Aber auch Kovac muss sich Kritik gefallen lassen. Seine Personalentscheidungen sind nicht konsequent.

James blieb leicht angeschlagen gegen Dortmund 90 Minuten draußen, während Hummels trotz Erkältung von Beginn an auflief und prompt Gegentore verursachte. Im Mittelfeldzentrum hat Kovac zudem immer noch nicht die richtige Kombination gefunden.

Gleichzeitig fällt auf, dass er trotz der offensichtlichen Probleme im Offensivspiel viel zu wenig Anpassungen vornimmt. Wenn die individuelle Klasse in der Offensive nachlässt, braucht es andere Wege, um im Offensivspiel erfolgreich zu sein. Doch durch die Mitte geht wenig in München.

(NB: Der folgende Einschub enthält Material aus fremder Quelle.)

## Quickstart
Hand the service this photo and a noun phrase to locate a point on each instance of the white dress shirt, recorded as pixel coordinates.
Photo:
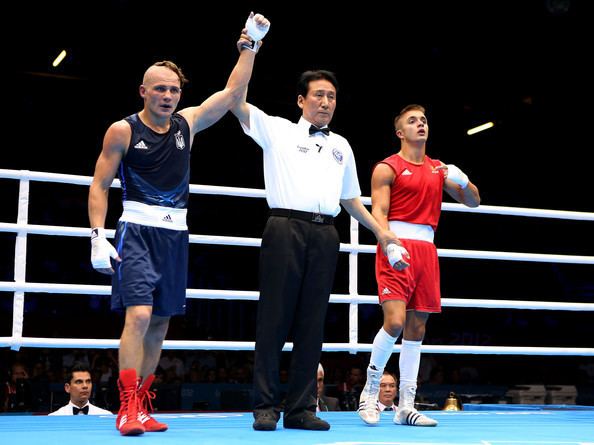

Der Übergang vom zweiten Spieldrittel ins Offensivdrittel läuft schleppend. Die Positionierungen stimmen nicht. Der 10er-Raum ist vakant. Hier werden die Unterschiede zu seinen taktisch versierten Vorgängern Heynckes oder Guardiola am deutlichsten.

Der frühe Weg über Außen ist immer der leichteste. Aber er ist ausrechenbar und ohne einen explosiven Dribbler, der Druck auf zwei oder gar drei Verteidiger aufbauen kann, auch nicht effektiv.

Plan B und Plan C fehlen. Auch das wurde gegen Dortmund deutlich, als Kovac es wiederum verpasste, in kritischen Phasen Anpassungen vorzunehmen.

Rückkehr von Coman als Hoffnungsschimmer

Kriegt Kovac also noch die Kurve? Es liegt maßgeblich an ihm, ob er es schafft, einer immer noch sehr gut besetzten Mannschaften einen Plan - vor allem einen Offensivplan - an die Hand zu geben, der funktioniert.

Natürlich macht die bald anstehende Rückkehr von Kingsley Coman Hoffnung. Selbst der blutjunge Alphonso Davies könnte trotz seiner fehlenden Erfahrung zumindest durch sein Tempo das Münchner Spiel beleben. Darauf verlassen sollte sich Kovac aber nicht.

Die Ansetzungen der kommenden Wochen spielen den Münchnern in die Hände - theoretisch zumindest.

Denn drei der nächsten vier Spiele gegen Düsseldorf, Nürnberg und Hannover sind tendenzielle Pflichtsiege, ehe es Mitte Dezember mit Leipzig, Frankfurt und einem Auswärtsspiel in Amsterdam in der Champions League noch mal richtig schwer wird.

Kovac muss die Wochen bis Weihnachten nutzen, um eine positive spielerische Entwicklung nachzuweisen. Diese Entwicklung ist für seine persönliche Zukunft vielleicht sogar noch wichtiger als die reinen Ergebnisse.

Denn nur wenn es spielerisch spürbar aufwärts geht, hat Kovac die Chance, noch einmal die Kurve zu kriegen.